Entweder ist es die 78-jährige Gertraud, die sich am Sonntag mit ihrem Stammtisch zu Kaffee und Kuchen trifft, der 16-jährige Leon, der erst am Mittwoch bei einer „Corona-Party“ am Piesberg war, oder der 40-jährige Ralf, der seine Freunde zu einem kleinem Grillfest bei diesem schönen Wetter eingeladen hat. Aus allen Richtungen hört man: „Bedankt euch bei denen, wenn es eine Ausgangssperre gibt!“ Zahlreiche Beispiele aus dem Alltag zeigen doch, dass Vernunft eben nicht von der Altersgruppe abhängig ist. Entweder man hat schon zehn Grippen überlebt oder man färbt sich die Haare, weil jetzt „eh alles scheiß egal ist“.
Von der einen Seite ertönen Forderungen nach einer vorsorglichen Quarantäne für Risikogruppen und generell Menschen, die älter als 70 sind. Doch wie soll Oma Gertraud dann in ihrer Wohnsiedlung, in der überwiegend Rentner wohnen, noch ihre frischen Tomaten her bekommen? Für Lieferdienste reicht die Rente leider nicht und im Internet kennt sie sich nicht aus. Da wird es schon nicht so schlimm sein, eben zum nächsten Supermarkt des Vertrauens zu gehen und einzukaufen. Ihr Ehemann Wolfgang ist leider schon vor einigen Jahren gestorben und sie haben nie Kinder bekommen. Am meisten freut sie sich über den regelmäßigen Besuch ihrer Schulfreunde, sie sind damals in der gleichen Wohnsiedlung aufgewachsen. Sie treffen sich einfach, um sich etwas auszutauschen und um über die neue Frisur von Ingrid zu tratschen.
Jugendliche, die glauben unverwundbar zu sein
Auf der anderen Seite werden Forderungen nach weiteren Ausgehbeschränkungen für Jugendgruppen laut.
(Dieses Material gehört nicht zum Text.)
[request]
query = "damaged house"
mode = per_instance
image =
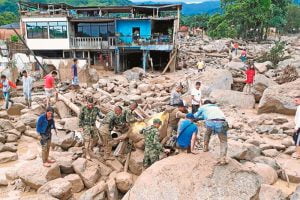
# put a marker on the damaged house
(114, 37)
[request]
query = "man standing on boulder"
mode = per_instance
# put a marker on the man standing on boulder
(6, 86)
(215, 123)
(44, 125)
(297, 129)
(177, 114)
(87, 121)
(49, 85)
(196, 97)
(27, 87)
(74, 68)
(176, 95)
(187, 134)
(152, 146)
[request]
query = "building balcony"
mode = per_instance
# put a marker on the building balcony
(92, 43)
(144, 40)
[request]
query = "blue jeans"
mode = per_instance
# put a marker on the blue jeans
(6, 96)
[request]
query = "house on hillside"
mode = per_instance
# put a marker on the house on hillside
(118, 37)
(6, 31)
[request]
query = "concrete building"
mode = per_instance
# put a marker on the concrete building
(116, 37)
In ihrem Übermut mögen einige von ihnen glauben, dass sie unverwundbar sind. Bei vielen mag das auch stimmen; ihre älteren Verwandten sind es jedoch nicht. An einem Abend feiert Leon noch eine Hausparty mit Schulkameraden, mit denen er bestimmt auch noch in 50 Jahren befreundet sein wird. Am nächsten Tag steht aber auch schon wieder der wöchentliche Besuch bei Oma und Opa auf dem Land an. Da die Schule ausfällt, ist es doch die perfekte Möglichkeit, seine freie Zeit etwas auszunutzen und draußen etwas Zeit zu verbringen, besonders bei dem schönen Wetter!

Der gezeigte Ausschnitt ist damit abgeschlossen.